Terapi Besi Parenteral
Besi parenteral dapat diberikan apabila pasien mengalami kegagalan terapi oral atau memiliki kondisi berikut: (1) Perdarahan berlebih, (2) Gangguan ginjal kronis, (3) Penyakit radang usus/inflammatory bowel disease, dan (4) Pasien kanker.
Obat yang dapat digunakan antara lain adalah:
Besi dekstran : Dapat diberikan intramuskuler ataupun intravena dengan dosisi 1000 mg dalam 1 jam.
Besi sukrosa : Dapat diberikan injeksi intravena dengan bolus lambat (dosis <300 mg) atau infus (500 mg dalam beberapa jam)
- Kompleks ferik-glukonat (tidak tersedia di Indonesia)
- Besi karboksilmatosa (tidak tersedia di Indonesia)

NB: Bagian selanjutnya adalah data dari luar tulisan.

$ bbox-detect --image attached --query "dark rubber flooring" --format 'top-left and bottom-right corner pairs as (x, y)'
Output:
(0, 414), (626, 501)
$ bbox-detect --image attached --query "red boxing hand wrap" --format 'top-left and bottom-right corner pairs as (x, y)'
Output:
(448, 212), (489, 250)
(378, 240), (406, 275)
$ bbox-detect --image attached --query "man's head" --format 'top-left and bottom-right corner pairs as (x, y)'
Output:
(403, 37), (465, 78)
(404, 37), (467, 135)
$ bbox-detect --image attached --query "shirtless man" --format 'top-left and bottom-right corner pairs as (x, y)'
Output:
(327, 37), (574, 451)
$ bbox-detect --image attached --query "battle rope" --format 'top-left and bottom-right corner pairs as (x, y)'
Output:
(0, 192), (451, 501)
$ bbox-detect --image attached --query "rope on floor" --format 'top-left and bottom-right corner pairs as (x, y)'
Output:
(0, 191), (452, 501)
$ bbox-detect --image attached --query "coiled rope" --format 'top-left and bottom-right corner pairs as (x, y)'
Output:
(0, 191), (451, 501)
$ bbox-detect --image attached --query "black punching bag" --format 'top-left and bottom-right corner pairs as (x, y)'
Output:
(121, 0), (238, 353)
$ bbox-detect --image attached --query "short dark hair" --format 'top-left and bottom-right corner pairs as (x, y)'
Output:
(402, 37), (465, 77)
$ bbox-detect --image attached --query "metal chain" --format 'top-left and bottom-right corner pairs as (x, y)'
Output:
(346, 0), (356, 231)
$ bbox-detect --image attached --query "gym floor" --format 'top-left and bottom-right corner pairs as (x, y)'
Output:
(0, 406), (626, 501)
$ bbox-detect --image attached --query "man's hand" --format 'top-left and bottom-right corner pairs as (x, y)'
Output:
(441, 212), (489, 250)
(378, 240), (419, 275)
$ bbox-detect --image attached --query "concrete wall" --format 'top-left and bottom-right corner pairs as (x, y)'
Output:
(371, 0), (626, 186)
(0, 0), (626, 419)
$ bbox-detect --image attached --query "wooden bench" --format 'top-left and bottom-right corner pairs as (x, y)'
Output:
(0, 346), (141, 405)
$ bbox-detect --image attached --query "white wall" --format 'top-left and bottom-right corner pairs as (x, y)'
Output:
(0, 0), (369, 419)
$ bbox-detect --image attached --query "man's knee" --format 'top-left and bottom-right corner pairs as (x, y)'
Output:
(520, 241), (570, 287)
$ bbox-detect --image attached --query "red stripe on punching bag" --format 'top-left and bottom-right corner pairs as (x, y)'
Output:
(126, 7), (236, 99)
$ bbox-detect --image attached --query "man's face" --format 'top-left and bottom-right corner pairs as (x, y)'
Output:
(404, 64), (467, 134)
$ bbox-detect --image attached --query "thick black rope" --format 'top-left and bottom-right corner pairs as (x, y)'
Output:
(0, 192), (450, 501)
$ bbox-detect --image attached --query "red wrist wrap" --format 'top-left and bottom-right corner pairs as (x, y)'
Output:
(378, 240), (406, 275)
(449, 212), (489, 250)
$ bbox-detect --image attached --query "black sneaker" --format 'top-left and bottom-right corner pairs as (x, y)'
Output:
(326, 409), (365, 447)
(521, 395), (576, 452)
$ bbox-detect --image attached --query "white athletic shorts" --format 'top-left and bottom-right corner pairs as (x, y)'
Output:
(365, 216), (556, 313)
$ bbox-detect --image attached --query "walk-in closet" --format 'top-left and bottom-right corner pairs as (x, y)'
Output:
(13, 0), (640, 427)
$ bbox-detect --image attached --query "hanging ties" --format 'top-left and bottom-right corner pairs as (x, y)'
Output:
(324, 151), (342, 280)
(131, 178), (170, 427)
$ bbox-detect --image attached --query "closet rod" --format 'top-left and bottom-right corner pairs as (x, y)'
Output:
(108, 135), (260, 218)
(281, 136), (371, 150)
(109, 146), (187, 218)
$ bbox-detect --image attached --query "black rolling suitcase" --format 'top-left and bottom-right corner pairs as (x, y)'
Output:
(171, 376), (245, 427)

Pemberian besi parenteral harus dibawah pengawasan dokter spesialis. Penggunaan besi parenteral ini terkadang kurang dilakukan karena resiko efek samping alergi yang cukup tinggi, seperti anafilaksis, syok, hingga kematian. [4,7]
Transfusi Darah
Transfusi darah diindikasikan pada pasien dengan Hb < 6-8 g/dL, terutama pada pada ibu hamil dengan gawat janin atau gawat ibu, hemodinamik tidak stabil, perdarahan aktif, iskemia organ karena ADB berat. Transfusi dilakukan dengan packed red cell 300 ml 2 unit. Pasien yang memerlukan transfusi harus dirujuk. [5,7,13]
Kriteria Rujukan
Tidak semua pasien ADB dapat ditangani di fasilitas layanan kesehatan (faskes) primer. Pasien perlu dirujuk apabila mengalami:
- Anemia gravis
- Gagal terapi besi oral
- Memerlukan terapi besi parenteral
- Indikasi transfusi darah
- Memerlukan modalitas diagnostik tambahan
- Komplikasi anemia
- Penyakit penyerta yang bukan kompetensi dokter umum atau faskes primer
- Tipe anemia yang bukan kompetensi dokter umum atau faskes primer [4,5,7,13]
Follow-Up
Pasien-pasien ADB disarankan untuk melakukan pengecekan darah kembali setiap 3 bulan selama 1 tahun setelah diagnosis, apabila hasil didapatkan normal tes darah diulang 1 kali setelah 12 bulan.[14]